All values in this matrix were randomly selected (each tagged item is eight draws from a box consisting of two tokens, one blue and one yellow (no tag and tag, respectively). So not surprisingly there's no visual evidence of a pattern here, but if there is one in your data, this technique, which is dead simple to implement, can help you find it.
I used R to generate and plot the simulated data, using only base graphics (no external packages or libraries):
# create the matrix
A = matrix(data=r1, nrow=1, ncol=8)
# populate it with random data
for (i in seq(0, 200, 1)){r1 = sample(0:1, 8, replace=TRUE); A = rbind(A, r1)}
# now plot it
image(z=A, ann=F, axes=F, col=topo.colors(12))
I would create something like this if you are targeting the web. Edges connecting the nodes could be thicker or darker in color, or perhaps a stronger force connecting them so they are close in distance. I would also add the tag name inside the circle.
Some libraries that would be very good for this include:
Protovis (Javascript)
Flare (Adobe Flash)
Some other fun javascript libraries worth looking into are:
Processing for Javascript
Raphael
Although this is an old thread, I just came across it today.
You may also want to consider using a Self-Organizing Map.
Here is an example of a self-organizing map for world poverty. It used 39 of what you call your "tags" to arrange what you call your "objects".
http://www.cis.hut.fi/research/som-research/povertymap.gif
Note sure it would work as I did not test that, but here is how I would start:
You can create a matrix as doug suggests in his answer, but instead of having documents as rows and tags as columns, you take a square matrix where tags are rows and columns. Value of the cell T1;T2 will be the number of documents tagged with both T1 and T2 (note that by doing that you'll get a symetric matrix because [T1;T2] will have the same value as [T2;T1]).
Once you have done that, each row (or column) is a vector locating the tag in a space with T dimensions. Tags near each others in this space often occur together. To visualize co-occurrence you can then use a method to reduce your space dimensionality or any clustering method. For example you can use a kohonen self organizing map to project your T-dimensions space to a 2D space, you'll then get a 2D matrix where each cell represents an abstract vector in the tag space (meaning the vector won't necessary exists in your data set).
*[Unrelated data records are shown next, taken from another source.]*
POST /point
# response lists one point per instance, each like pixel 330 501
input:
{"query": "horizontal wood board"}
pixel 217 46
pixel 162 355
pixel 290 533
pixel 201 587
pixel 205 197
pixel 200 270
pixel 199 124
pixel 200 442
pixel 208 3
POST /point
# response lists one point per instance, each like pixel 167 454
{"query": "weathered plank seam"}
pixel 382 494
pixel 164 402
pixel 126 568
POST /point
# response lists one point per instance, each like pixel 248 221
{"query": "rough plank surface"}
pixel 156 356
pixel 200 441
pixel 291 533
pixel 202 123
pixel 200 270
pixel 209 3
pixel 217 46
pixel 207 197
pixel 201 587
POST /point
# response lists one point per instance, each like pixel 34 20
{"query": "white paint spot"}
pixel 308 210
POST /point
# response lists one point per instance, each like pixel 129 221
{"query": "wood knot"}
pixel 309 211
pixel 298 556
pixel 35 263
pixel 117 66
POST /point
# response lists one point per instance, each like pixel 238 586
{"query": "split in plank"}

This vector reflect a topological constraint of your source space, and can be seen as a "model" vector reflecting a significant co-occurence of some tags. Moreover, cells near each others on this map will represent vectors close to each other in the source space, thus allowing you to map the tag space on a 2D matrix.
Final visualization of the matrix can be done in many ways but I cannot give you advice on that without first seeing the results of the previous processing.